The text explains the limitations of recurrent neural networks (RNNs) in processing language, particularly long sequences, and introduces transformers as a more effective architecture. Transformers overcome the sequential processing and memory issues of RNNs by enabling parallelization and utilizing an "attention" mechanism to focus on the most relevant words for context.

### Highlights

- 🧠 Different neural network types excel at specific tasks; convolutional neural networks (CNNs) are good for vision, but traditional neural networks struggle with language.
- 🗣️ Recurrent neural networks (RNNs) were the primary language processing models before transformers, processing text sequentially.
- ⏳ RNNs struggled with long texts, often "forgetting" information from the beginning, hindering context understanding.
- 🔗 Understanding language often requires context from earlier in the text, as demonstrated by pronoun references across sentences.
- ⚡ Sequential processing in RNNs prevented effective parallelization, leading to long training times and limitations on dataset size.
- 🚀 Transformers address these limitations by allowing parallel processing and incorporating an "attention" mechanism.
- 🎯 The "attention" mechanism enables transformers to weigh the importance of different words in a text, leading to better contextual understanding and the development of powerful language models.
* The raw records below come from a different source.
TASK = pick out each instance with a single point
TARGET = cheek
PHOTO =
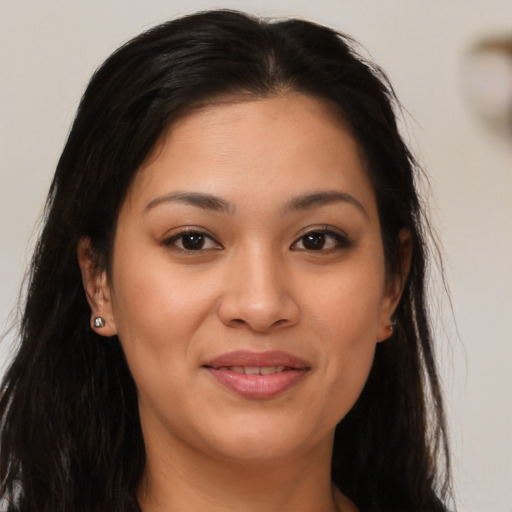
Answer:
(346, 319)
(157, 312)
# The solution: attention is all you need

### Summary

The text discusses the "attention" mechanism introduced in the 2017 paper "Attention is All You Need," which is fundamental to transformer models. This mechanism allows the model to weigh the importance of different parts of the input sequence when generating the output, enabling it to handle long-range dependencies and improve tasks like language translation by considering word order and context. Self-attention, a specific type, focuses on relationships within a single input sequence.

### Highlights

- 📰 The 2017 paper "Attention is All You Need" introduced transformer models and the crucial attention mechanism.
- ⚖️ The attention mechanism assigns weights to input tokens, indicating their importance for generating the output.
- 🔎 Unlike processing the entire input uniformly, attention allows the model to selectively focus on relevant parts at each step.
- 🌐 This weighting scheme enables transformers to understand and manage long-range dependencies in data.
- 🗣️ Language translation benefits significantly from attention, as it allows the model to consider word order differences between languages, unlike simple word-to-word translation.
- 📊 Visualizations show that attention mechanisms in translation don't have a one-to-one word correspondence but focus on relevant tokens for accurate output.
- Self-attention is a specific type of attention that computes relationships within a single input sequence, capturing contextual information between elements.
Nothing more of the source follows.